With the Blue Jays acquiring first baseman John Mayberry, Ault was limited to 54 games in 1978, in which he hit .240 with three home runs and collected seven runs batted in over 104 at-bats.

He spent the entire 1979 season with the Syracuse Chiefs, the Blue Jays Triple-A affiliate, before reappearing with the Blue Jays in 1980. In 64 games in 1980, Ault hit .194 with three home runs and fifteen runs batted in. All three home runs came against Cleveland at Municipal Stadium, in a series played in early August. Ault played his final career game with the Jays on October 5, 1980.

After his time with Toronto, Ault played with the Hanshin Tigers in the Japanese Central League in 1981, before returning to the Chiefs in 1982. Ault also spent some time with the Mexico City Tigres of the Mexican League in 1982.

Ault finished his career with a .236 batting average, hitting 17 home runs and recording 86 runs batted in, playing 256 games, 247 of them with the Toronto Blue Jays.

==Managing career==
Following his playing career, Ault served as a manager in the Blue Jays organization for the single-A teams Dunedin, Kinston, Myrtle Beach and St. Catharines. He was promoted to manage his former club, the Triple-A Syracuse Chiefs of the International League in 1985, where he managed them to a pennant that same season, the first in club history. As a result, he won the International League Manager of the Year Award. He lasted with the Chiefs until 1987. In 1992, he won the South Atlantic League championship with the Myrtle Beach Hurricanes.

==Later life and death==
Ault and his first wife Julie had one child, Joshua. They divorced in 1990. After the completion of his baseball managing career in 1994, Ault became a car salesman, first in Texas, then in Clearwater, Florida, where he moved to be closer to the Blue Jays spring training site.

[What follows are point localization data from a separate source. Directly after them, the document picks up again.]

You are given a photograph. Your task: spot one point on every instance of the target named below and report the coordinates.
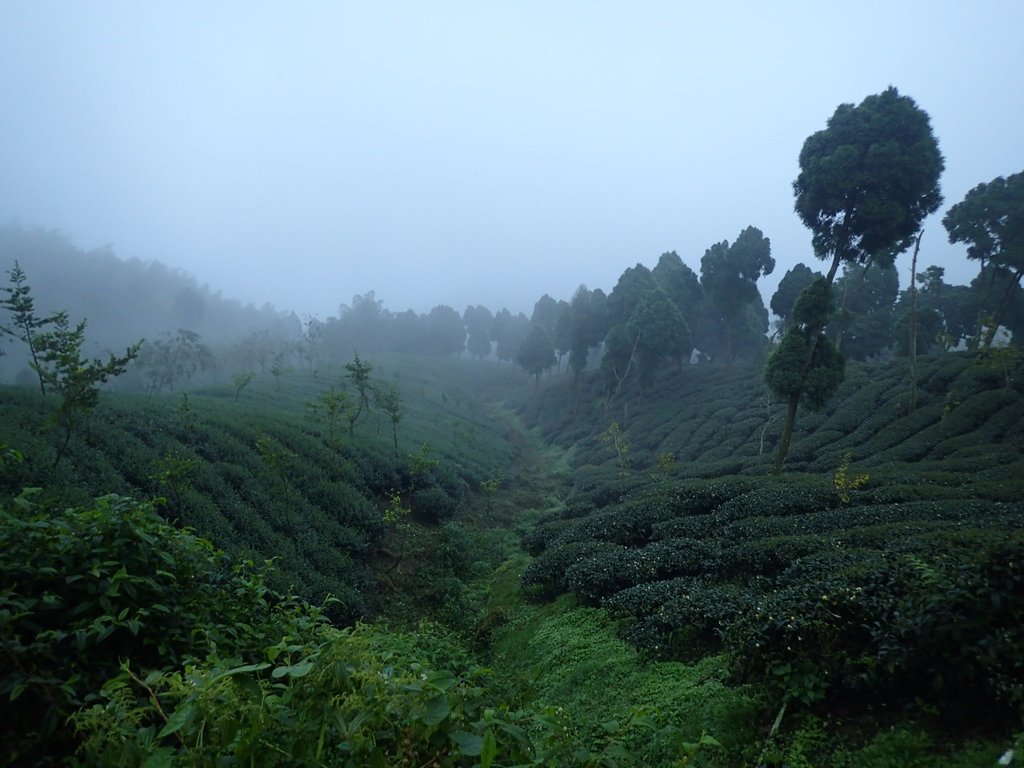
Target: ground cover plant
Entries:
(672, 600)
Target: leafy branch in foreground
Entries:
(61, 368)
(22, 305)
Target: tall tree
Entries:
(662, 331)
(478, 321)
(444, 332)
(729, 275)
(863, 326)
(868, 179)
(358, 374)
(508, 333)
(588, 325)
(866, 182)
(790, 288)
(537, 353)
(990, 219)
(790, 376)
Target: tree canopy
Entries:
(868, 179)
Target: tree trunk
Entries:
(997, 316)
(783, 441)
(913, 325)
(791, 414)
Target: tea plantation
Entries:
(503, 578)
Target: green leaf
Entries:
(489, 750)
(178, 719)
(436, 710)
(162, 758)
(707, 740)
(300, 670)
(470, 744)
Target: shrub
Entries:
(87, 587)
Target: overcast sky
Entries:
(485, 153)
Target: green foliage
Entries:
(358, 374)
(868, 179)
(22, 305)
(76, 379)
(331, 407)
(176, 359)
(844, 482)
(537, 352)
(241, 380)
(87, 587)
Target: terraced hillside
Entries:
(881, 577)
(713, 421)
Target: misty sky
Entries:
(486, 153)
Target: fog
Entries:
(463, 154)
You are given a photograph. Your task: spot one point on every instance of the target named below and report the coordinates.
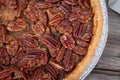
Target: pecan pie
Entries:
(48, 39)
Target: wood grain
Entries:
(108, 67)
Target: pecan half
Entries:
(64, 8)
(53, 11)
(3, 34)
(39, 74)
(11, 73)
(31, 13)
(38, 29)
(56, 20)
(53, 52)
(43, 5)
(53, 71)
(6, 15)
(84, 3)
(67, 41)
(82, 43)
(56, 65)
(69, 61)
(28, 40)
(86, 15)
(51, 1)
(32, 59)
(21, 6)
(80, 50)
(43, 17)
(12, 4)
(71, 2)
(18, 56)
(79, 30)
(50, 41)
(13, 47)
(17, 25)
(87, 37)
(4, 57)
(60, 54)
(64, 26)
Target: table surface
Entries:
(108, 67)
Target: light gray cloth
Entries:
(114, 5)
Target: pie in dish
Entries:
(48, 39)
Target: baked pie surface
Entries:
(48, 39)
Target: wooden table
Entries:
(108, 67)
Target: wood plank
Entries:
(108, 67)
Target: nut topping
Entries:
(17, 25)
(43, 39)
(31, 13)
(67, 41)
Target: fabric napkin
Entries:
(114, 5)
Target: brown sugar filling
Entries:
(43, 39)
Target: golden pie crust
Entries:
(98, 24)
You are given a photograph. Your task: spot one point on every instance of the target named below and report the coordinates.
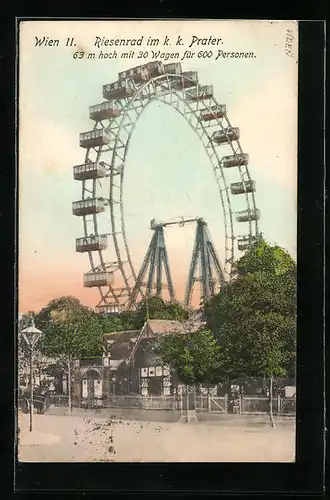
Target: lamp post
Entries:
(114, 379)
(31, 335)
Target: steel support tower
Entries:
(205, 265)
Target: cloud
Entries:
(267, 118)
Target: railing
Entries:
(203, 403)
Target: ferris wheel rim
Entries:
(182, 97)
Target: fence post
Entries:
(278, 404)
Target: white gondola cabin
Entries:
(98, 278)
(92, 243)
(248, 215)
(88, 207)
(103, 111)
(213, 113)
(111, 308)
(200, 93)
(188, 79)
(244, 242)
(155, 68)
(226, 135)
(117, 90)
(139, 74)
(235, 160)
(92, 170)
(93, 138)
(243, 187)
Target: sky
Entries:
(167, 172)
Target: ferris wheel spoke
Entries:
(106, 157)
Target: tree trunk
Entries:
(271, 417)
(69, 386)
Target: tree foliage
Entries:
(72, 334)
(254, 317)
(195, 356)
(263, 257)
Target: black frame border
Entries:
(307, 474)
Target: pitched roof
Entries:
(161, 326)
(125, 335)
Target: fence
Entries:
(59, 400)
(202, 403)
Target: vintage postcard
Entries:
(157, 241)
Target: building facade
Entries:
(129, 365)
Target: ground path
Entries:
(62, 438)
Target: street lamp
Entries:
(31, 335)
(114, 379)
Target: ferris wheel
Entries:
(102, 175)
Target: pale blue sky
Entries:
(167, 171)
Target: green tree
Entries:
(54, 307)
(195, 356)
(110, 323)
(71, 334)
(263, 257)
(254, 317)
(156, 308)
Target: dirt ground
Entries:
(88, 438)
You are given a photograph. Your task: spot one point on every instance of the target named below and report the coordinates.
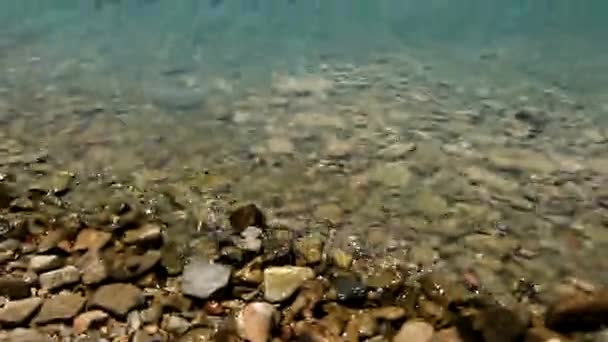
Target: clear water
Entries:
(184, 87)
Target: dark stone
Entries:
(13, 227)
(5, 196)
(349, 288)
(579, 312)
(246, 216)
(126, 267)
(490, 321)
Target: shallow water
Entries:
(459, 138)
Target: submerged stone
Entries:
(202, 278)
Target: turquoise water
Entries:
(135, 41)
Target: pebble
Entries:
(91, 239)
(42, 263)
(58, 278)
(202, 278)
(93, 268)
(60, 307)
(415, 331)
(23, 335)
(281, 282)
(14, 288)
(83, 322)
(251, 239)
(147, 233)
(255, 321)
(175, 324)
(247, 216)
(117, 298)
(18, 311)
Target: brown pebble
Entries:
(214, 308)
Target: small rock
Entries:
(202, 278)
(93, 267)
(117, 298)
(126, 267)
(11, 245)
(349, 288)
(134, 321)
(579, 312)
(91, 239)
(175, 324)
(198, 335)
(542, 334)
(147, 233)
(281, 282)
(83, 322)
(310, 249)
(14, 288)
(247, 216)
(42, 263)
(23, 335)
(255, 321)
(251, 239)
(52, 240)
(58, 278)
(448, 335)
(329, 211)
(18, 311)
(60, 307)
(415, 331)
(172, 257)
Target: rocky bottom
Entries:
(255, 281)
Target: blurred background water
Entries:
(127, 45)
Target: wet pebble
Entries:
(202, 278)
(282, 282)
(415, 331)
(117, 298)
(18, 311)
(67, 275)
(60, 307)
(41, 263)
(85, 320)
(256, 321)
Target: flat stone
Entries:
(51, 240)
(58, 278)
(23, 335)
(18, 311)
(91, 239)
(83, 322)
(247, 216)
(202, 278)
(281, 282)
(127, 267)
(42, 263)
(14, 288)
(175, 324)
(146, 233)
(60, 307)
(93, 267)
(415, 331)
(118, 298)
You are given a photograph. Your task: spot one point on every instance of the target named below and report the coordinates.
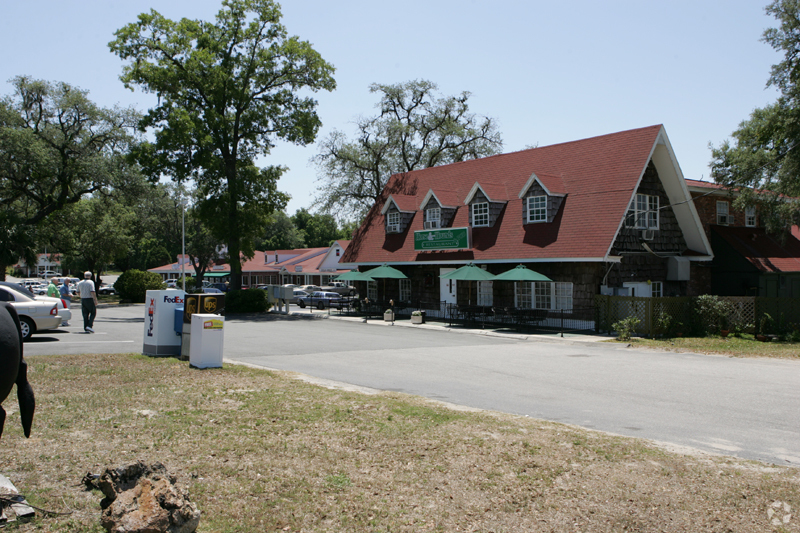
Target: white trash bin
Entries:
(208, 333)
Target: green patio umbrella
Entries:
(521, 273)
(469, 272)
(353, 275)
(386, 272)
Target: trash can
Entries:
(208, 333)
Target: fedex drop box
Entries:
(160, 337)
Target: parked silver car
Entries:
(34, 315)
(63, 311)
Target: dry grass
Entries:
(744, 346)
(261, 451)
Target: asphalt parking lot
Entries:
(732, 406)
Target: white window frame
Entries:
(656, 289)
(537, 209)
(372, 290)
(723, 210)
(486, 293)
(750, 217)
(523, 295)
(433, 218)
(542, 295)
(643, 212)
(553, 295)
(480, 214)
(393, 222)
(405, 290)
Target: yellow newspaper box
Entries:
(208, 334)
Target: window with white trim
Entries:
(542, 295)
(750, 217)
(372, 290)
(643, 212)
(556, 295)
(480, 214)
(433, 218)
(485, 293)
(656, 289)
(537, 208)
(722, 213)
(393, 222)
(522, 294)
(405, 290)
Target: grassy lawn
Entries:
(262, 451)
(744, 346)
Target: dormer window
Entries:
(723, 219)
(537, 208)
(480, 214)
(393, 222)
(643, 212)
(433, 218)
(750, 217)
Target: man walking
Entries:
(65, 295)
(88, 301)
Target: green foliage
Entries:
(712, 313)
(227, 91)
(762, 154)
(133, 285)
(246, 301)
(626, 327)
(415, 128)
(56, 147)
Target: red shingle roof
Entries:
(599, 175)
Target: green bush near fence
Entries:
(133, 285)
(246, 301)
(701, 316)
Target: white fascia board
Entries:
(428, 197)
(390, 201)
(633, 195)
(672, 179)
(530, 181)
(516, 261)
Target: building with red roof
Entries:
(605, 214)
(748, 261)
(304, 266)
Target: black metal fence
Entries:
(576, 320)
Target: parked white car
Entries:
(61, 306)
(34, 315)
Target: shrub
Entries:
(246, 301)
(133, 285)
(625, 327)
(712, 313)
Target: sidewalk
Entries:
(333, 314)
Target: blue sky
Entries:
(548, 72)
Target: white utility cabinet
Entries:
(160, 337)
(208, 334)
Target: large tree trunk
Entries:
(234, 243)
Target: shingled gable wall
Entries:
(637, 264)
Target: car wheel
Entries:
(27, 326)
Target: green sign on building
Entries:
(441, 239)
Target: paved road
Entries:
(743, 407)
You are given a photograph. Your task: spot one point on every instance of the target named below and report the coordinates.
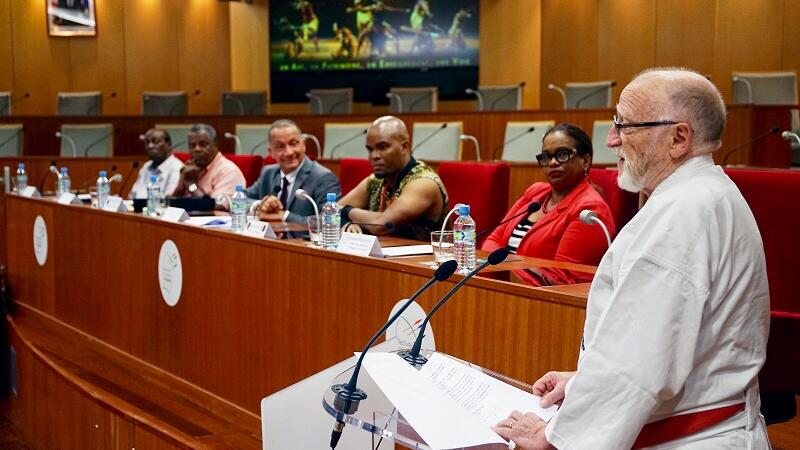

He married his second wife, Lynn Marie, an obstetrician, in 2000. In 2002, she lost her medical license for violating Florida statutes regarding patient safety; a year later, she filed bankruptcy. In January 2004, their home in Tarpon Springs, Florida was sold though a bankruptcy proceeding, and they were separated for "a while". A few months later, Ault's first wife Julie died, after which he left his job at a Clearwater car dealership. According to some of his former teammates, at the time of his death "things were not going great" for Ault.

Ault died at his home in Tarpon Springs on December 22 of a self-inflicted gunshot wound. It was ruled a suicide by the coroner's office on December 28.